Back when VOTY began, the blogging community felt a lot smaller. People had the time and bandwidth to discover each other’s work and help each other. We had time to remain connected continually and to grow in our creative endeavors together. There weren’t as many blogs to read, and yet there were still a lot. New discoveries could be made, but it didn’t feel quite so overwhelming. With Twitter and Facebook and Pinterest, ETC and the growing number of blogs, things have changed. Change is inevitable and good. We’ve all been doing our best to adjust and keep up and many of us still hang with the same online cronies we met years and years ago.
All that to say, Voices of the Year was born during that time and it was about two things: REALLY exceptional writing and community.
That hasn’t changed.
The number of submissions on the other hand? Well, that sure has changed. This year, there were well over 2,000 pieces for the committees to go through. Them there is a lot of words. A lot of really good words. A lot of gorgeous pieces of writing about a myriad of things in many different styles. Bringing 12 pieces together to create the right flow and leave the audience feeling inspired and connected?

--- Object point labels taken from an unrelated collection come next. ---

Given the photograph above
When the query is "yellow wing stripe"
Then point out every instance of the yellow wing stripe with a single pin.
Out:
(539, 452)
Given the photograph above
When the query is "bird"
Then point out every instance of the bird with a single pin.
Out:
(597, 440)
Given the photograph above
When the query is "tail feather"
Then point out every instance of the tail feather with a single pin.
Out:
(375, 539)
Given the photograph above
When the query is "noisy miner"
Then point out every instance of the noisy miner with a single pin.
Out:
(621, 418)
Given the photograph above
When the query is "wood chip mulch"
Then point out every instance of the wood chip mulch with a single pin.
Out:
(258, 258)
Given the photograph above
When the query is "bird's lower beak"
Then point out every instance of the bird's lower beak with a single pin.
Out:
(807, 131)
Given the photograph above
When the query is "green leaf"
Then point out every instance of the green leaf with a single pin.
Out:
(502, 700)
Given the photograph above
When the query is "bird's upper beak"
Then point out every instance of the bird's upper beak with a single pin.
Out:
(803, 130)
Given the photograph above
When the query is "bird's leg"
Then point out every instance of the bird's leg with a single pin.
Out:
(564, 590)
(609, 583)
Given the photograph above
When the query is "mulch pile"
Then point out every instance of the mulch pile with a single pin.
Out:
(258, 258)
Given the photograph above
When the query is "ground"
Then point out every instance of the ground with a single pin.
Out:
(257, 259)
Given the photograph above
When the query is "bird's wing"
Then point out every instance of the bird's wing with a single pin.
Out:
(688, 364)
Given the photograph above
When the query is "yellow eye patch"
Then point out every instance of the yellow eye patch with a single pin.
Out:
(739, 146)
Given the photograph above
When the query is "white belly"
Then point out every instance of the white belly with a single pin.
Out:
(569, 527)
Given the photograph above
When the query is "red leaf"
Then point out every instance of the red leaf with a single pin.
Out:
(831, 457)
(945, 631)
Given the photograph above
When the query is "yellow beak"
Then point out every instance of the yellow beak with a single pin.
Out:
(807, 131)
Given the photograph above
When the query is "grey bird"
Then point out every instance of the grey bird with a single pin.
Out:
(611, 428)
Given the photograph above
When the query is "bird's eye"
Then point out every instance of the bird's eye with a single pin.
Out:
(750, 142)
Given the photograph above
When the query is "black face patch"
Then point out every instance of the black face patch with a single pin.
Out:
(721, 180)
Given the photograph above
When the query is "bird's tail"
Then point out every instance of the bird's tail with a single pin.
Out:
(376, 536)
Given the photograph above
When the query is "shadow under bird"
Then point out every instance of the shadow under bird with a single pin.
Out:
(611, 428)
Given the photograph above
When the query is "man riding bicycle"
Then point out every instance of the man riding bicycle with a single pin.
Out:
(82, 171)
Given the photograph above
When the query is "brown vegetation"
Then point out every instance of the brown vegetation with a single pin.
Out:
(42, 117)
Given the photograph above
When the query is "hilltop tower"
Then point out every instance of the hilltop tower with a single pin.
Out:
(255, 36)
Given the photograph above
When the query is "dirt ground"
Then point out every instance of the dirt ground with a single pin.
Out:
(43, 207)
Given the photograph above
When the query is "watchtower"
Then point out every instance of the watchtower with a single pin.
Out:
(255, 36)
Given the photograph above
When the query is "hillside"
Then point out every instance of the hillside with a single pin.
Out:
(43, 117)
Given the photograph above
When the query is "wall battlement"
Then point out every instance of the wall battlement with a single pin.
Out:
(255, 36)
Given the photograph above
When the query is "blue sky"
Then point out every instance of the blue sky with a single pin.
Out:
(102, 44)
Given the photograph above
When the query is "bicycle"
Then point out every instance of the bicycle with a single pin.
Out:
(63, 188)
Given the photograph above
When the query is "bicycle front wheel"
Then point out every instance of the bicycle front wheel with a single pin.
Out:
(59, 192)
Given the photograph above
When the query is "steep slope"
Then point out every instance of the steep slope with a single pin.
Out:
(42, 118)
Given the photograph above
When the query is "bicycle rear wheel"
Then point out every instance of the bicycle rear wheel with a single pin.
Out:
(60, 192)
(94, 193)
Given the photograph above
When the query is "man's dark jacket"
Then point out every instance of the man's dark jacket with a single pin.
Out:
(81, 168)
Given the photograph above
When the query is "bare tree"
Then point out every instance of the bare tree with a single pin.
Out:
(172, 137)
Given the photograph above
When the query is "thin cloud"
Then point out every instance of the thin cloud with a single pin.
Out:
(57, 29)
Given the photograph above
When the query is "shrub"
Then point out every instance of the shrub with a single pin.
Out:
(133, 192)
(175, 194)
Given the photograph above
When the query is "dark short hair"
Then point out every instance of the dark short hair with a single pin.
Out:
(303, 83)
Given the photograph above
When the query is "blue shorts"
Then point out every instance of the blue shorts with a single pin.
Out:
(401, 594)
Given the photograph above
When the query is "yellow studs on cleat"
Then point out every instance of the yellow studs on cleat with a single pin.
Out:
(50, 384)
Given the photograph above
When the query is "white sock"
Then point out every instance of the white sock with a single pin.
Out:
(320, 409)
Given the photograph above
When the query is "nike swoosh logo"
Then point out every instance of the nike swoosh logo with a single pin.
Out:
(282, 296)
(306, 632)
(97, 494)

So friends, not having your post picked does not mean you and your work are not worthy of being picked. It means that even if you will not be reading from the stage at the end of July and if you weren’t an honorable mention, your words were taken seriously and felt. They were respected and maybe even admired and there were just soooo many! It can be kind of like one big TIE, you know? And then it comes down to the flow of the pieces and the weaving of topics that go together but can’t be the same and and and….
I don’t know about you, but that sounds like hours and hours of work and then more hours and it sounds HARD. So maybe I’m just asking that we show the people who do this for us some grace and some appreciation. There is nothing fun at all about sending out rejection emails. It hurts, every time. I’ve had to do it as a Listen To Your Mother director and I hated every second of it because those pieces, those people, were certainly worthy, and I knew it was going to hurt.
We were disappointing people and we knew it, but I’ll be honest, we weren’t willing to accept people getting pissed at us or jealous of those we did choose, publicly. Sure, people have a right to feel those things, but may I suggest that we work on feeling them and then moving away from them? Maybe once reality has settled in and minds are more open, it might be a good idea to come to terms with the fact that this isn’t Everything Ever.
There’s something to be said for being grateful that this opportunity to submit our work even exists.
Two of my dearest friends are reading this year, and many others I’ve had the honor of getting connected with will also be hitting the stage. I’m thrilled for them, and I mean that. When you totally dig people and see how talented they are, it’s pretty easy to LOVE watching them “win”.
After all, even though expressing your talent with words (and then submitting them) is personal, not having your piece chosen, is not personal. It is simply the nature of a beautiful beast.